While most people use the conventional calendar for referencing time, Grier refers to the number of fast-food establishments in Payson during a given era.
"I was here when Sonic was the only fast-food restaurant in town," Grier said. "That was before Burger King, Kentucky Fried Chicken and McDonald's."
Originally from Topeka, Kan., Grier graduated from ASU with a degree in English and then headed for the Rim country.
"That was 23 years ago," he said. Realizing that he probably wasn't going to parlay his English degree into a sizable fortune, Grier started a cross-country ski shop, then added rental cabins and an RV park.
Today, while he still lives in Forest Lakes where the business is located, his parents have taken over its day-to-day operation. That leaves him free to commute to Payson to fulfill his new duties at Town Hall and that's a challenge he said he's excited about.
"I worked as a county deputy attorney, prosecuting for Jerry DeRose and then Jim Hazel until just a few weeks ago," he said. "With the town I'll be able to do more things. Here, we do a lot of civil work, employment law, water law, contract law. We delve into the Americans With Disabilities Act."
But he'll also be handling the town's prosecutions.
"I'm going to be doing all the misdemeanor prosecutions within the town limits DUIs, domestic violence," he said. "One direction (Town Attorney) Sam (Streichman) wants to go in is to become very aggressive with the prosecution of town misdemeanors. We are going to have zero tolerance with DUIs and we're going to get tough with domestic violence crimes."
Streichman himself was another reason Grier said he left the county. "His experience and his knowledge is overlooked sometimes," he said.
"But as an attorney, when you're in the business, you recognize what a talent he is. I can learn so much from him."
Going back to school at 40 was a challenge, but he wasn't the oldest person in his law class.
"There was a gal there who was 73 years old Delores and I told her, between the two of us, we skewed the median age by about 40 years."
Grier was also challenged by the negative stereotypes about lawyers.
"I thought I was doing a good thing by going back to school (to become a lawyer), so it actually caught me a bit by surprise.
"I heard every lawyer joke out there, but it got to the point where I could ruin their fun by telling them the punch line before they finished the joke."
It's an image he said law schools are working hard to eradicate.
"There is a push in law school to (produce more) ethical attorneys.
"They require professionalism classes and an ethics class, and I think that's all because of the bad image attorneys have."

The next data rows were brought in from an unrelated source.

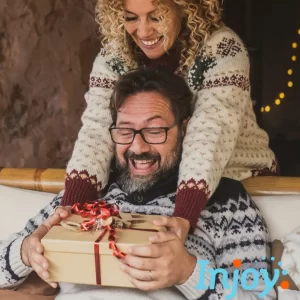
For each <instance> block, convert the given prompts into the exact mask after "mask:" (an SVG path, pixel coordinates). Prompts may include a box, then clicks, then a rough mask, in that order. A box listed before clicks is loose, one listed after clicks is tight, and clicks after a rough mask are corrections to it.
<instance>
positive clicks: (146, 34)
mask: <svg viewBox="0 0 300 300" xmlns="http://www.w3.org/2000/svg"><path fill="white" fill-rule="evenodd" d="M169 2H170V10H171V13H170V16H169V19H170V20H169V21H168V23H166V25H165V26H166V28H164V34H163V33H162V32H159V20H158V18H159V17H160V16H159V15H158V12H157V11H156V7H155V6H153V4H152V0H124V5H125V12H124V19H125V29H126V31H127V32H128V34H129V35H130V36H131V37H132V38H133V40H134V41H135V43H136V44H137V45H138V46H139V47H140V48H141V50H142V51H143V52H144V53H145V55H146V56H147V57H149V58H150V59H155V58H158V57H160V56H162V55H163V54H164V53H165V52H166V51H167V50H169V49H170V48H171V47H172V45H173V44H174V42H175V40H176V37H177V35H178V33H179V31H180V20H179V18H178V17H177V10H176V7H175V4H174V2H173V1H172V0H169Z"/></svg>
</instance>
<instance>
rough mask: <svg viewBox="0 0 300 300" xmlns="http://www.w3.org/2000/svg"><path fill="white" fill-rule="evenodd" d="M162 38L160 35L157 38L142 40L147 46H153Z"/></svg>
mask: <svg viewBox="0 0 300 300" xmlns="http://www.w3.org/2000/svg"><path fill="white" fill-rule="evenodd" d="M160 38H161V37H158V38H156V39H155V40H152V41H143V40H141V42H142V43H143V44H144V45H146V46H152V45H155V44H157V43H158V42H159V40H160Z"/></svg>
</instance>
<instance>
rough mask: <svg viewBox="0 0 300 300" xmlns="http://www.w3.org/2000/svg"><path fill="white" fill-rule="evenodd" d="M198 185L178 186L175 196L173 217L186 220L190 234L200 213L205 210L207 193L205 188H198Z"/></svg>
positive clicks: (207, 189) (206, 198) (206, 202)
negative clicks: (188, 226)
mask: <svg viewBox="0 0 300 300" xmlns="http://www.w3.org/2000/svg"><path fill="white" fill-rule="evenodd" d="M198 186H199V185H192V186H190V185H188V184H186V185H185V187H184V188H181V186H179V188H178V190H177V194H176V202H175V210H174V213H173V216H174V217H179V218H183V219H186V220H188V221H189V222H190V226H191V232H193V231H194V230H195V228H196V227H197V222H198V219H199V217H200V213H201V212H202V210H203V209H204V208H205V206H206V204H207V201H208V196H209V192H208V189H207V187H205V188H201V189H199V188H198Z"/></svg>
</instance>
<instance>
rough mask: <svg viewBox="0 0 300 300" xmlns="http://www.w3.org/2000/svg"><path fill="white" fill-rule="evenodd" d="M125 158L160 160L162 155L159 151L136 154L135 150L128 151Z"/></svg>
mask: <svg viewBox="0 0 300 300" xmlns="http://www.w3.org/2000/svg"><path fill="white" fill-rule="evenodd" d="M124 157H125V159H126V160H127V162H128V160H129V159H133V160H157V161H159V160H160V155H159V154H158V153H153V152H143V153H140V154H135V153H134V152H131V151H127V152H125V154H124Z"/></svg>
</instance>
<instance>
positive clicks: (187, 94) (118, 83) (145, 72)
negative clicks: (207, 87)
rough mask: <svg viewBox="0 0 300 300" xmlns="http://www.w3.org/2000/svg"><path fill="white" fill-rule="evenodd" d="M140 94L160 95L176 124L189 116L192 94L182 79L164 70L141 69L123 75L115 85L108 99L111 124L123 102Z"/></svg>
mask: <svg viewBox="0 0 300 300" xmlns="http://www.w3.org/2000/svg"><path fill="white" fill-rule="evenodd" d="M142 92H157V93H159V94H160V95H162V96H163V97H164V98H165V99H166V100H167V101H168V102H169V103H170V107H171V109H172V112H173V113H174V116H175V120H176V123H178V124H179V123H181V122H182V121H183V120H184V119H186V118H188V117H189V116H190V115H191V103H192V98H193V94H192V92H191V90H190V89H189V87H188V85H187V83H186V82H185V80H184V79H183V78H182V77H179V76H177V75H175V74H174V73H172V72H171V71H169V70H166V69H164V68H157V69H153V68H149V67H141V68H138V69H136V70H134V71H131V72H129V73H127V74H125V75H123V76H122V77H121V78H120V79H119V80H118V81H117V83H116V84H115V87H114V91H113V94H112V96H111V99H110V110H111V115H112V119H113V122H116V120H117V113H118V110H119V108H120V107H121V105H122V104H123V103H124V101H125V100H126V99H127V98H128V97H129V96H133V95H135V94H138V93H142ZM142 101H143V99H142V98H141V102H142Z"/></svg>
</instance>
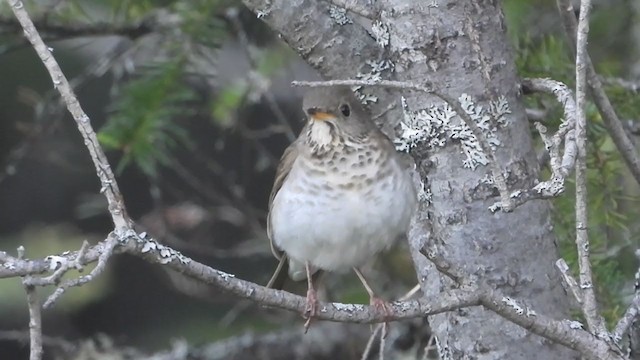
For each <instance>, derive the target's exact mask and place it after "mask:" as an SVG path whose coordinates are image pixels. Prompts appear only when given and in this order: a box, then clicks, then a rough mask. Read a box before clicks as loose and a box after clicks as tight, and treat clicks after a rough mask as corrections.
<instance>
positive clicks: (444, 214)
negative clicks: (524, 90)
mask: <svg viewBox="0 0 640 360" xmlns="http://www.w3.org/2000/svg"><path fill="white" fill-rule="evenodd" d="M244 2H245V4H247V5H248V6H249V7H250V8H252V9H254V11H255V10H256V9H262V10H263V11H264V13H265V14H266V15H265V16H263V19H264V21H265V22H266V23H267V24H269V25H270V26H271V27H272V28H273V29H274V30H276V31H278V32H279V33H281V34H282V35H283V38H284V39H285V40H286V41H287V42H288V43H289V44H290V45H291V46H292V47H293V48H294V49H297V50H298V52H299V53H300V54H301V55H302V56H303V58H305V60H307V61H308V62H309V63H310V64H311V65H313V66H315V67H316V68H317V69H318V70H319V71H320V73H321V74H322V75H324V76H325V77H328V78H354V77H355V75H356V74H357V73H358V72H362V71H363V69H365V68H366V67H365V66H364V65H363V62H364V61H366V60H374V61H379V60H381V59H386V60H391V61H392V62H393V63H394V64H395V69H394V72H393V75H392V77H394V78H395V79H398V80H408V81H411V82H414V83H420V82H430V83H432V84H434V87H436V88H437V89H439V91H440V92H442V93H444V94H446V95H448V96H450V97H453V98H455V99H458V98H459V97H460V96H461V95H462V94H468V95H469V96H470V97H471V99H472V101H473V102H474V104H475V105H477V106H482V107H483V108H485V109H486V108H488V107H489V102H490V101H495V100H497V99H498V98H499V97H501V96H504V97H505V98H506V100H507V102H508V104H509V107H510V110H511V114H510V115H509V116H508V118H509V123H508V126H506V127H504V128H502V129H499V130H498V132H497V137H498V139H499V140H500V142H501V144H500V145H499V146H498V147H497V151H496V155H497V158H498V160H499V162H500V167H501V168H502V169H503V170H504V172H505V176H506V177H507V180H508V185H509V187H510V188H511V189H518V188H529V187H531V186H532V184H533V183H534V181H535V180H536V179H537V178H538V165H537V163H536V157H535V153H534V151H533V148H532V141H531V135H530V132H529V129H528V125H527V121H526V117H525V111H524V108H523V106H522V104H521V103H520V99H519V93H518V86H517V83H518V79H517V76H516V72H515V68H514V60H513V54H512V51H511V49H510V48H509V46H508V44H507V39H506V36H505V28H504V22H503V18H502V14H501V9H500V8H499V5H497V4H496V3H495V2H494V1H420V0H414V1H408V0H395V1H394V0H381V1H378V2H376V6H377V7H378V8H379V9H380V10H381V12H380V20H381V21H382V23H383V24H384V25H385V26H386V27H388V28H389V35H390V41H389V45H388V47H387V48H385V49H384V50H385V51H384V52H382V51H380V50H379V49H380V48H379V47H376V46H377V44H375V42H374V41H373V39H372V38H371V37H370V35H368V33H367V32H366V31H364V30H362V28H360V27H359V26H357V24H347V25H344V26H339V25H336V23H335V21H334V20H333V19H332V18H331V17H329V16H327V13H328V9H327V6H325V5H324V3H321V2H315V1H275V0H274V1H271V2H264V1H258V0H245V1H244ZM267 10H268V11H267ZM299 11H300V12H301V13H299ZM376 49H378V50H376ZM381 56H383V58H381ZM376 94H377V95H380V96H381V97H380V100H381V101H380V102H381V103H382V104H388V103H390V102H391V101H392V100H391V99H393V97H392V96H391V95H388V94H386V96H385V94H383V93H376ZM402 95H403V96H404V97H405V98H406V99H407V105H408V107H409V109H410V110H413V111H417V110H421V109H427V108H429V107H431V106H438V107H442V106H443V103H442V101H441V100H439V99H438V98H436V97H434V96H430V95H428V94H425V93H416V92H405V93H403V94H402ZM394 96H395V99H396V100H395V101H397V99H398V98H399V96H400V94H397V93H396V94H395V95H394ZM401 116H402V114H401V112H400V109H398V108H396V109H395V110H393V111H391V112H389V114H388V116H387V120H388V122H391V123H393V124H394V125H395V124H397V123H398V122H399V121H400V119H401ZM421 144H422V145H419V146H418V147H417V148H415V149H414V150H413V153H414V155H415V157H416V160H417V162H418V170H419V173H420V175H421V179H422V180H423V181H425V183H426V184H427V186H428V187H429V188H430V191H431V194H432V196H431V203H430V205H429V206H425V204H423V206H422V207H421V211H420V214H419V215H418V219H419V220H418V221H416V222H415V223H414V225H413V229H412V231H411V234H410V235H411V236H410V242H411V243H412V247H413V249H414V260H417V261H416V263H417V270H418V272H419V278H420V279H422V280H425V281H423V290H424V291H425V292H427V293H430V294H434V293H437V292H439V291H440V289H441V288H444V287H448V286H451V285H450V282H449V281H448V280H445V279H443V278H442V276H441V275H438V274H436V272H435V270H433V269H432V267H431V266H430V265H429V264H428V263H426V261H424V258H422V257H421V256H420V255H418V254H417V252H416V251H417V250H418V249H419V248H421V247H422V245H424V244H423V242H424V241H425V240H428V239H430V240H429V241H432V242H433V243H434V244H436V245H437V248H438V249H439V251H440V252H442V253H444V254H446V257H447V258H448V259H449V260H450V261H451V262H453V263H455V264H459V265H463V266H464V269H465V270H466V272H468V273H470V274H472V275H474V276H477V278H478V279H480V280H481V281H486V282H487V283H489V284H491V285H492V286H494V287H495V288H498V289H500V290H501V291H503V292H504V293H506V294H508V295H509V296H510V297H513V298H517V299H521V300H523V301H524V302H525V303H526V304H527V305H529V306H531V307H532V308H534V309H536V311H538V312H540V313H544V314H545V315H549V316H551V317H555V318H558V319H561V318H567V317H568V315H569V313H568V299H567V297H566V294H565V292H564V290H563V288H562V286H561V282H560V279H559V277H558V274H557V273H556V271H555V269H554V262H555V260H556V259H557V252H556V246H555V239H554V235H553V233H552V224H551V221H550V211H549V210H550V208H549V205H548V203H547V202H543V201H538V202H530V203H528V204H525V205H524V206H521V207H519V208H517V209H516V210H515V211H513V212H512V213H502V212H498V213H495V214H494V213H492V212H490V211H489V210H488V207H489V206H490V205H492V204H493V203H495V202H496V201H498V197H497V194H496V191H495V189H494V187H493V186H491V185H487V183H486V181H483V178H486V177H487V174H488V173H489V169H488V167H486V166H478V167H477V168H476V169H475V170H470V169H468V168H465V167H463V160H464V155H462V152H461V148H460V145H459V144H456V143H455V142H452V141H448V144H447V145H446V146H445V147H442V148H436V149H435V150H434V149H428V148H427V146H426V145H425V142H423V143H421ZM428 233H430V234H431V237H428V236H426V235H427V234H428ZM430 320H431V323H432V329H433V331H434V333H435V334H436V335H437V336H438V338H439V342H440V349H441V355H442V356H443V358H451V359H536V358H537V359H570V358H573V357H576V355H575V353H572V352H571V351H569V350H567V349H564V348H562V347H560V346H558V345H554V344H552V343H550V342H549V341H547V340H543V339H542V338H540V337H537V336H535V335H531V334H530V333H528V332H527V331H526V330H524V329H522V328H520V327H518V326H516V325H513V324H511V323H509V322H507V321H505V320H503V319H501V318H499V317H498V316H496V315H494V314H492V313H491V312H489V311H485V310H484V309H481V308H471V309H466V310H464V311H457V312H451V313H446V314H441V315H435V316H433V317H431V319H430Z"/></svg>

While Grier believes some lawyers have earned the negative reputation, part of the problem is the system itself.
"It's an adversarial system where we zealously argue for defendants and we try to prosecute at the same time. I don't know if there is a better system out there.

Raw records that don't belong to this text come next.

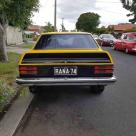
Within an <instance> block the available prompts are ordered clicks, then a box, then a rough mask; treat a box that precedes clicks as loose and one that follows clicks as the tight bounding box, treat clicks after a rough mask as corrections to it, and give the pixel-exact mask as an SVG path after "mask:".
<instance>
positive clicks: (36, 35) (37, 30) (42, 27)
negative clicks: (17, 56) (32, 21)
mask: <svg viewBox="0 0 136 136" xmlns="http://www.w3.org/2000/svg"><path fill="white" fill-rule="evenodd" d="M42 32H43V27H42V26H38V25H30V26H29V27H28V28H27V30H26V31H24V34H25V37H24V38H25V40H26V41H33V40H36V39H37V37H38V36H39V35H40V34H41V33H42Z"/></svg>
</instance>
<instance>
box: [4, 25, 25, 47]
mask: <svg viewBox="0 0 136 136" xmlns="http://www.w3.org/2000/svg"><path fill="white" fill-rule="evenodd" d="M6 33H7V44H8V45H17V44H21V43H23V34H22V31H21V30H20V29H19V28H16V27H12V26H8V27H7V29H6Z"/></svg>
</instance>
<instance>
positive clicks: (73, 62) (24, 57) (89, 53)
mask: <svg viewBox="0 0 136 136" xmlns="http://www.w3.org/2000/svg"><path fill="white" fill-rule="evenodd" d="M111 61H112V60H111V59H110V57H109V55H108V53H106V52H101V53H100V52H99V53H98V52H97V53H27V54H25V56H24V57H23V59H22V62H21V64H39V63H111Z"/></svg>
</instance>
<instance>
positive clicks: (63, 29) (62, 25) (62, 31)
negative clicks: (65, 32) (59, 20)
mask: <svg viewBox="0 0 136 136" xmlns="http://www.w3.org/2000/svg"><path fill="white" fill-rule="evenodd" d="M61 27H62V32H63V31H64V18H62V24H61Z"/></svg>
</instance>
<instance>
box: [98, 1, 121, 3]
mask: <svg viewBox="0 0 136 136" xmlns="http://www.w3.org/2000/svg"><path fill="white" fill-rule="evenodd" d="M96 3H112V4H121V2H117V1H96Z"/></svg>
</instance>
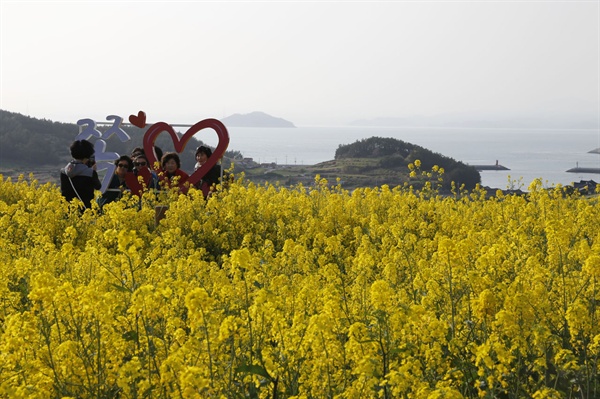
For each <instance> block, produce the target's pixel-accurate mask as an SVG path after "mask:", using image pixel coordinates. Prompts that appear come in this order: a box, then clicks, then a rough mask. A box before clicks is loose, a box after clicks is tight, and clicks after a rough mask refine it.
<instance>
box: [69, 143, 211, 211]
mask: <svg viewBox="0 0 600 399" xmlns="http://www.w3.org/2000/svg"><path fill="white" fill-rule="evenodd" d="M70 150H71V157H72V158H73V159H72V160H71V161H70V162H69V163H68V164H67V165H66V166H65V167H64V168H62V169H61V173H60V188H61V193H62V195H63V196H64V197H65V198H66V200H67V201H71V200H72V199H74V198H79V200H80V201H81V202H82V203H83V206H84V207H85V208H90V207H91V205H92V201H93V200H94V192H95V190H99V189H100V188H101V187H102V183H101V182H100V179H99V177H98V172H97V171H96V161H95V158H94V146H93V144H92V143H91V142H89V141H87V140H76V141H74V142H73V143H72V144H71V147H70ZM154 152H155V154H156V158H157V159H159V160H160V167H156V166H155V165H150V163H149V161H148V156H147V155H146V154H145V151H144V149H143V148H140V147H137V148H135V149H134V150H133V151H132V152H131V155H130V156H127V155H121V156H120V157H119V159H117V160H116V161H115V172H114V174H113V176H112V178H111V180H110V183H109V185H108V187H107V189H106V190H105V191H104V193H103V194H102V196H101V197H99V198H98V200H97V201H98V205H99V206H100V208H102V207H103V206H104V205H105V204H107V203H109V202H112V201H116V200H118V199H120V198H121V197H122V195H123V193H124V192H126V191H130V192H133V191H135V189H134V187H129V186H130V185H132V184H131V182H137V181H138V177H139V176H142V177H144V178H145V179H144V181H147V183H146V187H144V189H150V190H163V189H172V188H175V187H177V188H178V189H179V191H180V192H181V193H184V194H185V193H187V192H188V190H189V189H190V188H191V187H194V188H196V189H198V190H202V192H203V194H204V196H205V197H208V196H209V195H210V193H211V192H212V191H213V190H214V188H215V187H216V185H217V184H219V183H220V182H221V177H222V171H221V166H220V165H219V164H215V165H214V166H213V167H212V168H211V169H210V170H209V171H208V172H207V173H206V174H205V175H204V177H203V178H202V179H201V180H200V181H199V182H197V183H196V184H194V185H193V186H191V185H190V184H189V182H188V179H189V177H190V176H189V175H188V174H187V173H186V172H185V171H183V170H182V169H181V160H180V158H179V154H177V153H176V152H167V153H164V154H163V152H162V150H161V149H160V148H159V147H157V146H155V147H154ZM211 156H212V150H211V149H210V148H209V147H207V146H204V145H202V146H200V147H198V148H197V149H196V155H195V158H196V165H195V169H196V170H197V169H198V168H200V167H201V166H202V165H204V164H205V163H206V162H207V161H208V159H209V158H210V157H211ZM128 176H135V179H133V180H132V179H128V178H127V177H128ZM128 181H129V184H128Z"/></svg>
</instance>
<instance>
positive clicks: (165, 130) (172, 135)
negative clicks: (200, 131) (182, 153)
mask: <svg viewBox="0 0 600 399" xmlns="http://www.w3.org/2000/svg"><path fill="white" fill-rule="evenodd" d="M207 128H210V129H213V130H214V131H215V132H216V133H217V137H218V138H219V143H218V144H217V148H215V150H214V151H213V153H212V155H211V156H210V158H208V160H207V161H206V163H205V164H204V165H202V166H201V167H199V168H198V169H196V171H195V172H194V173H192V174H190V177H189V179H188V180H187V181H188V182H189V183H190V185H196V183H198V182H199V181H200V180H202V178H203V177H204V175H206V174H207V173H208V171H209V170H210V169H211V168H212V167H213V166H215V165H216V164H217V162H219V159H221V158H222V157H223V155H224V154H225V151H226V150H227V147H228V146H229V133H228V132H227V128H226V127H225V125H223V123H222V122H221V121H219V120H217V119H204V120H201V121H200V122H197V123H196V124H195V125H193V126H192V127H190V128H189V129H188V130H187V131H186V132H185V133H184V134H183V136H181V138H179V137H178V136H177V133H175V130H173V127H172V126H171V125H169V124H167V123H165V122H158V123H155V124H154V125H152V126H150V128H148V130H147V131H146V134H145V135H144V152H145V154H146V157H148V162H150V165H155V163H156V162H159V160H158V159H157V158H156V153H155V152H154V143H155V142H156V139H157V138H158V136H159V135H160V134H161V133H162V132H168V133H169V134H170V135H171V140H173V146H174V147H175V151H176V152H177V153H181V152H182V151H183V149H184V148H185V146H186V145H187V143H188V142H189V141H190V139H191V138H192V137H193V136H194V135H195V134H196V133H198V132H200V131H201V130H203V129H207Z"/></svg>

"I don't have to defend somebody I don't believe in," he said. "There are victims out there, and I am arguing for the victim. As a prosecutor, I am doing something for this victim. While I realize the importance of defense attorneys, I think I'd have a problem being one."
He also thinks his late start pursuing his new career has made him a better lawyer.
"Life humbles us and beats us up and teaches us that there are different ways of looking at things," he said. "I hope that I bring that to this office as well as my prosecuting abilities."